The film about a bitter custody fight won the Silver Lion at last year’s Venice Film Festival, marking the writer-director Xavier Legrand as a major new talent on the global stage.
Legrand is a film and theatre actor making his feature-length directing debut with “Custody” (after producing the 2013 Oscar-nominated short “Just Before Losing Everything”).
The audience of about 25 people who attended the screening were more or less stunned into silence by the picture, which shows the frustrated father Antoine (Denis Menochet) becoming increasingly distressed by the aloofness of his ex-wife Miriam (Lea Drucker) and the way his 11-year-old Julien (Thomas Gioria) recoils from the man on their weekend visits.
While many in the audience were shocked by the steady escalation of tension, and the violence in the closing scenes, Louisa Greene, who is the director of development for the nonprofit art house, said she knew from her background in domestic counseling where the sad story was headed.
“I could see what was going to happen,” Greene said of her experience working with couples in the aftermath of a divorce. She found the film to be totally realistic in its treatment of the ominous, slow boiling anger of a man alienated from his family by his own rage. “I thought the treament of the subject was totally accurate ... it’s an extraodinary film.”
The screening was part of the monthly French Cinematheque series at the Avon which mixes state premieres of recent movies with classics such as “Battle of Algiers” and “Pierrot le fou.” Alliance Francaise of Greenwich president Renee Ketcham and the booker for the Avon, Adam Birnbaum, program the series which dovetails with the Alliance’s annual festival, Focus on French Cinema, set for next April 26 to 30.
Everyone I talked with after the movie ageed that it wouldn’t really work without the extraordinary performance of Thomas Gioria as the frightened son. In the first scene in which Antoine menaces the boy, Julien’s fear is almost overpowering.
The director’s sensitivity with Gioria is due, no doubt, to his own background as a child actor. Legrand appeared as one of the students in Louis Malle’s classic 1987 World War II drama, “Au Revoir, Les Enfants.”
The slowly built suspense of the movie is augmented by the fact that Legrand chose not to employ a musical score.
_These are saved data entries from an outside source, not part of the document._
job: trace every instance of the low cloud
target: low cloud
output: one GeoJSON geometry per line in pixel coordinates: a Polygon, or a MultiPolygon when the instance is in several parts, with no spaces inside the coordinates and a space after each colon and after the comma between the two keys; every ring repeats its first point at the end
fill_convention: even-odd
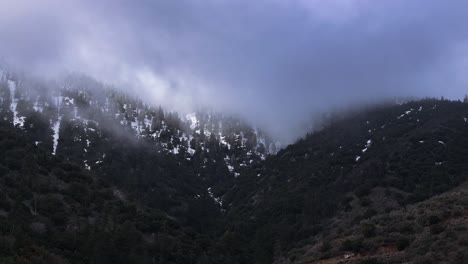
{"type": "Polygon", "coordinates": [[[174,110],[240,114],[290,140],[337,106],[462,97],[466,10],[461,0],[0,0],[0,56],[174,110]]]}

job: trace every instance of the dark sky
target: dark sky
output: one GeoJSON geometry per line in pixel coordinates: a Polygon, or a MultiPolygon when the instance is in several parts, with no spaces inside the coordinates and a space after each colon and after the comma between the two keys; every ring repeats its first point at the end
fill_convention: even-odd
{"type": "Polygon", "coordinates": [[[310,113],[468,91],[461,0],[0,0],[0,36],[28,70],[238,113],[283,139],[310,113]]]}

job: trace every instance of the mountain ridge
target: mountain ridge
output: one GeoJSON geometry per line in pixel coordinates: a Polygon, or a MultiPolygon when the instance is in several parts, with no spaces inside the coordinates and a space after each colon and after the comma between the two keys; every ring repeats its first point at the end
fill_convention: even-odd
{"type": "Polygon", "coordinates": [[[277,151],[242,120],[92,80],[0,79],[6,263],[466,260],[467,102],[339,113],[277,151]]]}

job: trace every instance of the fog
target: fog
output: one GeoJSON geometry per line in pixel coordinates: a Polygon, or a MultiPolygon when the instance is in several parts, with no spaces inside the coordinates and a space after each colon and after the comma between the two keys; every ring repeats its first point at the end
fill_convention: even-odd
{"type": "Polygon", "coordinates": [[[468,2],[0,0],[0,56],[78,71],[149,103],[238,114],[289,141],[314,114],[461,98],[468,2]]]}

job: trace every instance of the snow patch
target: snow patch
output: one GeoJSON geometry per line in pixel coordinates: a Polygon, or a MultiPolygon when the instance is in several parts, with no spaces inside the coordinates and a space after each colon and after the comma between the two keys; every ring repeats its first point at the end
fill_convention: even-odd
{"type": "Polygon", "coordinates": [[[174,155],[179,154],[179,148],[178,148],[178,147],[177,147],[177,148],[174,148],[174,149],[172,150],[172,153],[174,153],[174,155]]]}
{"type": "Polygon", "coordinates": [[[85,169],[87,169],[87,170],[90,171],[90,170],[91,170],[91,166],[88,165],[88,161],[87,161],[87,160],[84,160],[83,163],[84,163],[85,169]]]}
{"type": "MultiPolygon", "coordinates": [[[[185,116],[185,118],[190,122],[190,129],[195,129],[198,125],[197,115],[196,113],[190,113],[185,116]]],[[[200,132],[198,132],[200,134],[200,132]]]]}
{"type": "Polygon", "coordinates": [[[64,97],[63,100],[65,101],[65,105],[74,105],[75,98],[64,97]]]}
{"type": "Polygon", "coordinates": [[[195,154],[195,150],[193,148],[188,148],[187,152],[192,156],[193,156],[193,154],[195,154]]]}
{"type": "Polygon", "coordinates": [[[209,187],[206,190],[208,192],[208,195],[211,197],[211,199],[213,199],[217,204],[219,204],[219,206],[223,206],[223,200],[221,200],[221,198],[215,197],[213,195],[213,192],[211,191],[211,187],[209,187]]]}
{"type": "Polygon", "coordinates": [[[23,127],[26,117],[19,117],[18,111],[16,110],[18,106],[18,100],[15,98],[16,83],[9,80],[8,87],[10,88],[10,111],[13,113],[13,126],[16,127],[18,125],[19,127],[23,127]]]}
{"type": "Polygon", "coordinates": [[[410,109],[410,110],[408,110],[408,111],[405,111],[403,114],[401,114],[399,117],[397,117],[397,119],[401,119],[401,118],[404,117],[405,115],[411,114],[412,111],[413,111],[413,109],[410,109]]]}
{"type": "Polygon", "coordinates": [[[372,139],[367,140],[366,145],[364,146],[364,149],[361,150],[362,153],[365,153],[370,148],[371,145],[372,145],[372,139]]]}
{"type": "Polygon", "coordinates": [[[54,131],[54,135],[53,135],[54,145],[53,145],[53,149],[52,149],[52,155],[55,155],[56,151],[57,151],[61,121],[62,121],[62,117],[59,116],[57,121],[52,126],[52,130],[54,131]]]}
{"type": "Polygon", "coordinates": [[[227,146],[227,148],[230,150],[230,149],[231,149],[231,144],[229,144],[229,143],[226,141],[226,137],[225,137],[225,136],[221,136],[221,133],[219,133],[219,136],[220,136],[220,142],[221,142],[221,144],[227,146]]]}

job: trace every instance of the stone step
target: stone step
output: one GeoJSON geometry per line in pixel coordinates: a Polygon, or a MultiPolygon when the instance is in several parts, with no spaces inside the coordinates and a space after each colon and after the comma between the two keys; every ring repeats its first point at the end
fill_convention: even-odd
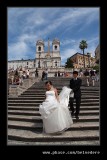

The silence becomes ominous in several scenes because we are so used to being guided emotionally by film scores.
At the Venice festival last year, Legrand told Variety reporter Elsa Keslassy that he shares Alfred Hitchcock’s preference for suspense over shock.
“As (the great director) said, ‘There is no terror in the bang, only in the anticipation of it,’ ” Legrand said.
The filmmaker hopes to reach people who will respond to the social concerns of a movie like “Custody” as well as its technique. “As directors, we’re given a lot of money to create something, and I feel a responsibility to take a stand on issues and make films that are accessible to everyone, not just cinephiles and festival audiences.”
Legrand has already been approached by U.S. film industry people about doing English-language movies but he prefers the freedom of directing scripts he has developed.
Up next for Legrand is a dark comedy dealing with female sexuality. “I’d like to make people laugh at things they’ve been told they can’t,” he told Variety.